Now comes the moment you need to separate what you feel from what you know. Separating imaginary from reality brings the mind into real focus, and that ’s where you can truly harness your stress. “The key is accepting that frustrations are part of the game of life, and to not get carried away by emotion,” Manjari explained.

Once you’re free from the overwhelming, you’re more likely to be able to sit down to the business of solving the issue.

take out the (actual) trash talk

The tendency when we’re in a state of maximum freakout is to try too many fixes at once. To let your stress focus you, choose one problem and go at it, using all the adrenaline in your body.

“Choosing one thing lets you channel your energy in a productive and meaningful way,” said life coach Johanna Parker (heartsparks.com.au).

Ms R. R. Manjari also suggests the IDEAL technique. Namely: Identify the problem, Describe possible options, Evaluate pros and cons, Act based on the best possible option, Learn from the process.

When you act early, you can deal with it properly. ”Once you learn to recognise problems much earlier, then you can start to face your problems head-on, instead of running away from them. The more you run away, the more it chases.” Cut away the unnecessary and have that one main focus to deal with.

Turn To Someone You Trust

Our natural desire during times of stress is also to reach out to other people. This is OK as long as it ’s the right person.

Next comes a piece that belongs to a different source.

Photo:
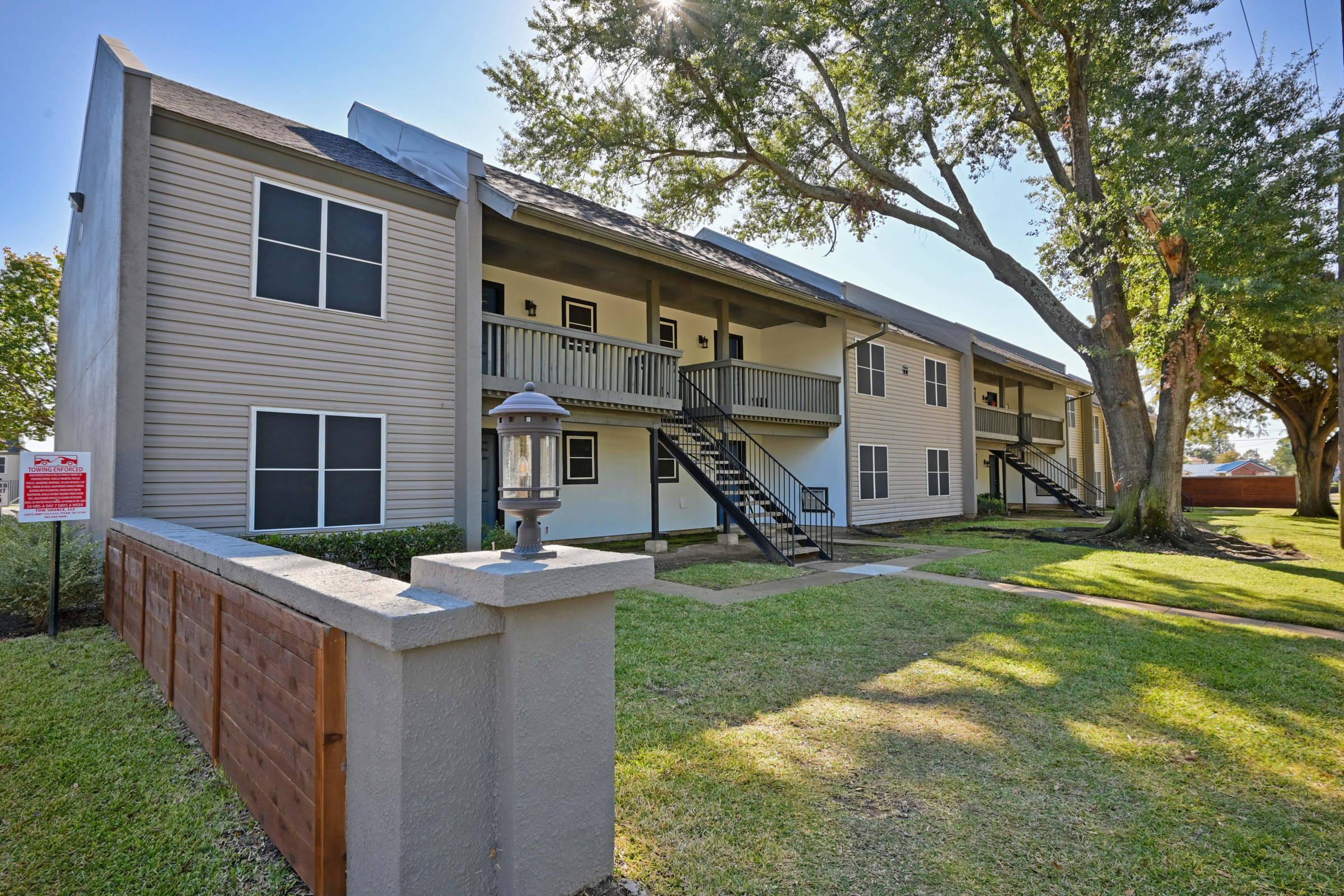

It’s vital to talk to somebody, but with the expectation that the other person doesn’t have to actually fix [the problem] or take responsibility, and vice versa. You need someone who can listen without judgement.

Offloading on a toxic friend who’s only going to point out how it ’s even worse than you thought, or oversharing on social media will keep you stuck on that very same stressy-go-round.

Know Your Limits And Manage The Stress

Creating a margin in life is a vital and effective way to make sure the stress you experience stays manageable and helps you achieve.

That can mean agreeing on a reasonable deadline at work, not spending down to your last cent every pay cycle, or diarising some do-nothing time. Then, know you can train your brain to deal with stress properly — focus on having a “growth” mindset. “Those who have the ability to believe that we can change allows us to do so,” said Ms R. R. Manjari.

Release that tension

No need to stay in a foetal position for the rest of the year. These steps can help you drop that stress to help you relax:

  • Belly breathe. While in the moment, you can often lose focus and your stress can sometimes overwhelm you. Breathing techniques will help ground you and set you back to zero.
  • Stay active. While you may be pro-nap, coming down from stress can be easier when you stay active. It can be as much as aimless walking, swimming, or even low-key organising.
  • Fight the bad with good. Studies have actually shown that helping another person not only just makes you feel good, but takes your focus off your own personal problems.

This article was previously published on CLEO Malaysia in 2018.